We have also conducted subgroup analyses that examined the ROX index in studies stratified by patient age, use of corticosteroids, and the study period. There were no significant differences in the diagnostic power of the ROX index when comparing among these subgroups, suggesting broad applicability of the ROX index regardless of older age, corticosteroid use, and across different years of the COVID-19 pandemic.

Strengths and limitations

This is the first meta-analysis to estimate optimal cut-off values for the ROX index and evaluate its diagnostic accuracy at different time points and time windows, and to provide high sensitivity and high specificity cut-off values at each time point. This can allow clinicians to make informed choices about the ROX cut-off to use while the patient is undergoing HFNC therapy.

There are some limitations of this analysis. As with any systematic review, we are dependent on the availability of data from the constituent studies. First, publicly available data were only available in aggregate form, instead of individual patient data (IPD), which would be most ideal for estimating diagnostic test performance. This necessitated estimation of the sAUC from the aggregates, rather than directly calculating the AUC. We were thus also unable to analyse the distribution of the ROX index for patients in general, to determine if changes in ROX index within the same patient had any diagnostic value, or to examine the performance of the ROX index in detail for other subgroups (for example, vaccinated versus unvaccinated individuals, immunocompromised individuals, or individuals who received antiviral or immunomodulatory drugs). This lack of IPD necessitated the subgroup analysis to be performed based on study-level characteristics such as mean age and proportion of patients receiving corticosteroids. The lack of IPD, coupled with the sparsity of large studies with cut-off values that achieved 90% sensitivity/90% specificity, is a limitation to reliable calculation of estimated cut-off values for 90% sensitivity/90% specificity in subgroups such as time windows and nature of outcome. We also appreciate that sAUC estimated confidence intervals are relatively large, although this may be improved in the future as more data on HFNC use becomes available.

We are also aware that the absence of standardised reporting protocols for HFNC use can lead to sources of bias that are difficult to account for based on the extant literature. For example, few studies report at which point from onset of COVID-19 illness that the patient presented (which is potentially important as patient presenting very late or very early could have a different disease course [51,52,53]). Other sources of heterogeneity include the definition of HFNC failure, where some studies reported a composite outcome including mortality, on top of the need for intubation or mechanical ventilation. Another source of heterogeneity is the lack of reporting of intubation criteria. The variability in determining when intubation should be initiated would affect the performance of the ROX index. There was an overall lack of standardisation of the time horizon of outcomes in general. As more studies on HFNC and ROX are done, it may be worthwhile for consensus definitions of HFNC success and failure to be agreed on, and minimum reporting criteria for HFNC studies.

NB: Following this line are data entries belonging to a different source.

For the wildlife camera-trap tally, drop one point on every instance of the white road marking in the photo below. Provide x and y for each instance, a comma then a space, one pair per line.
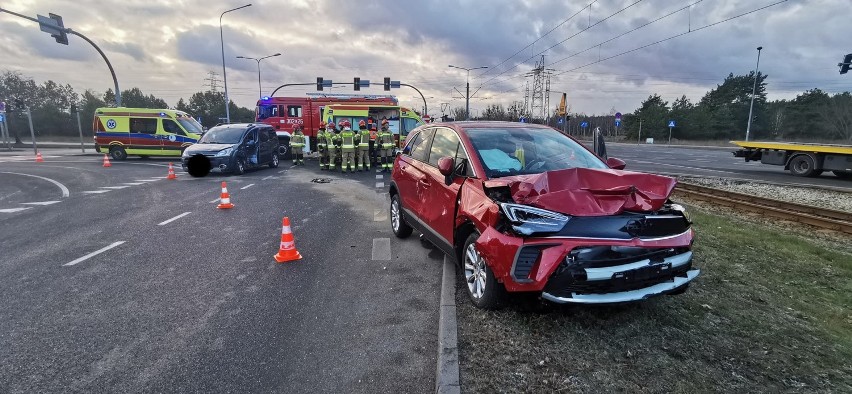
95, 253
381, 248
62, 187
173, 219
11, 210
40, 203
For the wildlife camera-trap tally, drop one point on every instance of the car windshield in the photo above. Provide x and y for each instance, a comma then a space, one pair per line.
222, 135
191, 125
516, 151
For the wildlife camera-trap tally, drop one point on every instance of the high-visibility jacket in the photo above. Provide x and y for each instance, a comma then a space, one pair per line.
347, 138
297, 141
363, 138
386, 139
321, 140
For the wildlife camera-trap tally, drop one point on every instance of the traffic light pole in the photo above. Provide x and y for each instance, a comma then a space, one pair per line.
69, 31
80, 128
32, 133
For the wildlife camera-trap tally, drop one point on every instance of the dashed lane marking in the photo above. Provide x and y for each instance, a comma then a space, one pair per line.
173, 219
65, 192
40, 203
12, 210
93, 254
381, 248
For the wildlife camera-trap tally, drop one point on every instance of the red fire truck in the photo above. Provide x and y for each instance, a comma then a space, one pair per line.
285, 113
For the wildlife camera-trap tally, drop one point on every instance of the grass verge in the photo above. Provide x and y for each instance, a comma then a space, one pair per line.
769, 313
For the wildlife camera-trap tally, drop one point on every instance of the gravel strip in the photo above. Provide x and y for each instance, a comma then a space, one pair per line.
840, 201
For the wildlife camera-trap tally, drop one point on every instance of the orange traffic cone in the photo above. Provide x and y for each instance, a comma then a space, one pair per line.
287, 251
171, 172
225, 198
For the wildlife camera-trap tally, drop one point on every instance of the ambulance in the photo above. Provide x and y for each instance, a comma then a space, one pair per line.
144, 132
401, 120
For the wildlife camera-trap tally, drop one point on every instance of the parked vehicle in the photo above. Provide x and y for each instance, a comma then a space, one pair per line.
236, 148
525, 208
801, 159
144, 132
285, 113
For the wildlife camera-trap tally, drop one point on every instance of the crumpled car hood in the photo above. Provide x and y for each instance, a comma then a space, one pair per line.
589, 192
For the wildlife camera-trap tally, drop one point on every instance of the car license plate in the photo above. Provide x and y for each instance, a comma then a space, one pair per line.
644, 273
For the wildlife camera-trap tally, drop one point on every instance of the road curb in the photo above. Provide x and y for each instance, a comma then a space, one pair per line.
447, 378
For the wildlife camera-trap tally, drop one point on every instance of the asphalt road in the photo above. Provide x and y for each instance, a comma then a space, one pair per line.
187, 297
711, 161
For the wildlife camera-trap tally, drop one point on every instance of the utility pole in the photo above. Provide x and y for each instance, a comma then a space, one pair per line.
467, 87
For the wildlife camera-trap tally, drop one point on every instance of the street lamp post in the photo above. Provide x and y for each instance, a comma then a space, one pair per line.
467, 91
224, 73
259, 89
753, 92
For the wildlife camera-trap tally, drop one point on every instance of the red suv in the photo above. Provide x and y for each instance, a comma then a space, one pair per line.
525, 208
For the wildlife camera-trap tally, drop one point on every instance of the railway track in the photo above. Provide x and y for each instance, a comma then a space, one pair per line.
815, 216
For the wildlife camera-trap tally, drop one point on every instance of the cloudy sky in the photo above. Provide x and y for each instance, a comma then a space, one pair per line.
594, 48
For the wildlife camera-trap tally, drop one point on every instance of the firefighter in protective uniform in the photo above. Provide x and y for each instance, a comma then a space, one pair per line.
347, 148
332, 141
362, 158
297, 146
322, 146
385, 138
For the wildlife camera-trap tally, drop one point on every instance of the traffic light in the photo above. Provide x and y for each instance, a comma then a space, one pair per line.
844, 67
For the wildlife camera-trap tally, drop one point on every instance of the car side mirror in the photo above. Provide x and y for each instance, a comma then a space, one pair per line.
615, 164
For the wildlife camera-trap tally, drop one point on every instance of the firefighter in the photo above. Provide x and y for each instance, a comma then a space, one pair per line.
362, 158
297, 146
347, 147
322, 147
332, 141
385, 138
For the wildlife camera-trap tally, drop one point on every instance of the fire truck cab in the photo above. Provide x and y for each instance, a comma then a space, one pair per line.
285, 113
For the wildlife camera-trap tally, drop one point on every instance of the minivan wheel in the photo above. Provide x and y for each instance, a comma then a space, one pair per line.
482, 287
239, 167
400, 228
118, 153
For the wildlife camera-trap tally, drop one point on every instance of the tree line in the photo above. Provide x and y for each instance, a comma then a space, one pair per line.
721, 114
52, 106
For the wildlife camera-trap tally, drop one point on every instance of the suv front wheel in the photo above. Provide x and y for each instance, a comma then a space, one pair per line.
482, 287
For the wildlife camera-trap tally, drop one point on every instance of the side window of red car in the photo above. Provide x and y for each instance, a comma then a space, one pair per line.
420, 146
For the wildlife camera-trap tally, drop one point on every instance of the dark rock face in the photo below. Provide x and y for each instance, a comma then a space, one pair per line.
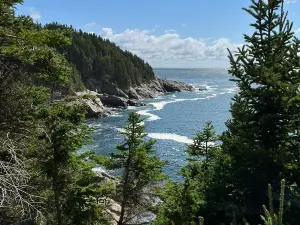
94, 106
113, 101
112, 96
175, 86
131, 102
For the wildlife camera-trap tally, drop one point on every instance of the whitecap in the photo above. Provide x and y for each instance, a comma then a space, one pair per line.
120, 129
231, 90
151, 116
170, 136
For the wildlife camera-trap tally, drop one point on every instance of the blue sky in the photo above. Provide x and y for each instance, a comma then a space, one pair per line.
166, 33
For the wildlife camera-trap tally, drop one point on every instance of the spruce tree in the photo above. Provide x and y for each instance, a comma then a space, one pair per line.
141, 171
262, 133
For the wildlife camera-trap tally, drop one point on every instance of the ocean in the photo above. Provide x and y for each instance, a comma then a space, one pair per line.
173, 119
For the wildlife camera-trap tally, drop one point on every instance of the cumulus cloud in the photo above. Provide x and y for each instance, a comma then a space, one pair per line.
35, 15
170, 49
291, 1
89, 25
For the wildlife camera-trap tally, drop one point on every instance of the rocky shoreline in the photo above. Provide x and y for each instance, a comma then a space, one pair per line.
104, 102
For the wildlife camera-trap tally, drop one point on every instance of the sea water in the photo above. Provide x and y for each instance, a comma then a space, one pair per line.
173, 119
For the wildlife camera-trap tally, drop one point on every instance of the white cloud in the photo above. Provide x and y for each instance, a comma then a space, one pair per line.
35, 15
290, 1
168, 31
171, 50
89, 25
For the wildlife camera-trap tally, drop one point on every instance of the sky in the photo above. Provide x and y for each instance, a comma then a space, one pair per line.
165, 33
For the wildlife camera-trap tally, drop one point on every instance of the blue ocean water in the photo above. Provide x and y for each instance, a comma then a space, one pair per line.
173, 119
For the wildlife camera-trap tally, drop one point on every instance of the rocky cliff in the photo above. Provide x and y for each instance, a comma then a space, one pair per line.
101, 103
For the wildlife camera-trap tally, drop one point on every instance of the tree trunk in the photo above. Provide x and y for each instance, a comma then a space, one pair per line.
56, 190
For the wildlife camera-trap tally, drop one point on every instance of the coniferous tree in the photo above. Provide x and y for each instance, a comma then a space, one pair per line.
141, 171
262, 134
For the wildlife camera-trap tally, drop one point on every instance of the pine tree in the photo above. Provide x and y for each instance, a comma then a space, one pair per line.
65, 177
261, 134
141, 171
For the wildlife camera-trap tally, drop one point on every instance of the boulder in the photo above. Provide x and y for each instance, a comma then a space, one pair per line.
175, 86
131, 102
145, 92
113, 101
93, 104
132, 94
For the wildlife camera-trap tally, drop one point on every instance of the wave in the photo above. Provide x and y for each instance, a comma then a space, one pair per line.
151, 116
231, 90
170, 136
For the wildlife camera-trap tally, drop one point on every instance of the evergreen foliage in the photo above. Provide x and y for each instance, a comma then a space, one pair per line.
261, 144
141, 171
101, 62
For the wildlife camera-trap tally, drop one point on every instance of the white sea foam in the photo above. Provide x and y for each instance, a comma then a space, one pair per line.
169, 136
231, 90
162, 104
120, 129
151, 116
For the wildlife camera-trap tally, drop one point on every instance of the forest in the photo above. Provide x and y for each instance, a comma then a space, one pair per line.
249, 174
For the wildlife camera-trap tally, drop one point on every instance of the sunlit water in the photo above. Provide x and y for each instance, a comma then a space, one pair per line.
173, 119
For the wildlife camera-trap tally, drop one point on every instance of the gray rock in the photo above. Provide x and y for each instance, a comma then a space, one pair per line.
131, 102
94, 107
175, 86
113, 101
132, 94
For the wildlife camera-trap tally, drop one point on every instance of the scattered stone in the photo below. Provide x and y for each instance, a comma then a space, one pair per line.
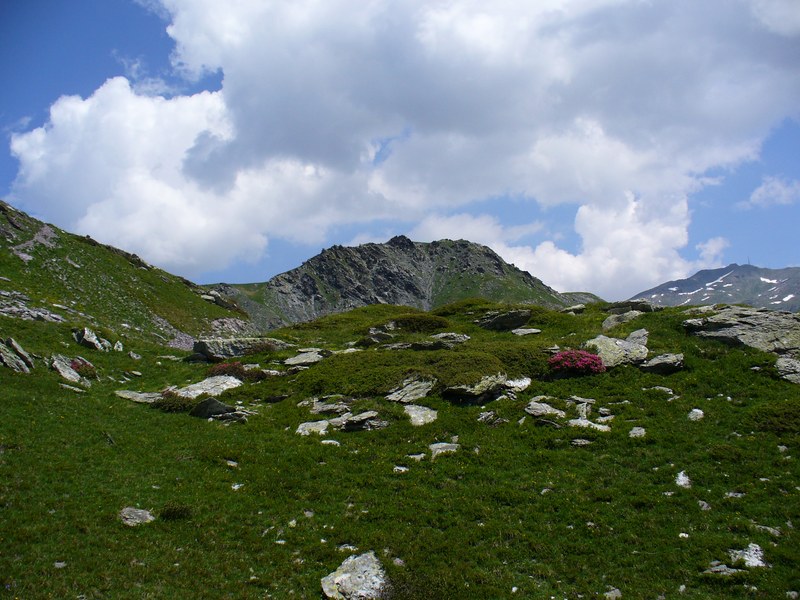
717, 568
504, 321
211, 407
442, 448
521, 331
752, 556
12, 360
87, 337
358, 578
140, 397
420, 415
586, 423
305, 358
614, 352
538, 408
619, 319
62, 365
682, 480
663, 364
132, 517
217, 349
213, 386
411, 390
788, 368
318, 427
366, 421
696, 414
487, 389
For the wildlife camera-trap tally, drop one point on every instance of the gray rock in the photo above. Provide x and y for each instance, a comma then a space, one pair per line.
537, 408
614, 352
504, 320
663, 364
304, 359
12, 360
420, 415
358, 578
488, 388
216, 349
411, 390
61, 365
318, 427
522, 331
132, 517
788, 368
618, 319
365, 421
140, 397
766, 330
88, 338
15, 347
451, 339
211, 407
442, 448
213, 386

We are aware that modified versions of the ROX index exist, such as a modified ROX index [17] incorporating heart rate that was validated in a cohort of 145 patients. There is an overall paucity of data on modified ROX models, and the performance of these alternative indices may be better addressed in future meta-analyses as more data become available.

Conclusion

The ROX index has a good diagnostic accuracy for HFNC failure in COVID-19 patients and performs the best at 6–12 h or later, post-initiation of HFNC. We suggest an optimal cut-off of 5.23 in general, but propose that healthcare providers also contextualise interpretation of the ROX index depending on the time from HFNC initiation. A higher specificity cut-off may be preferred closer to initiation to rule in HFNC failure, whereas a higher sensitivity cut-off could be used further from initiation to rule out HFNC failure and justify continuation of HFNC treatment.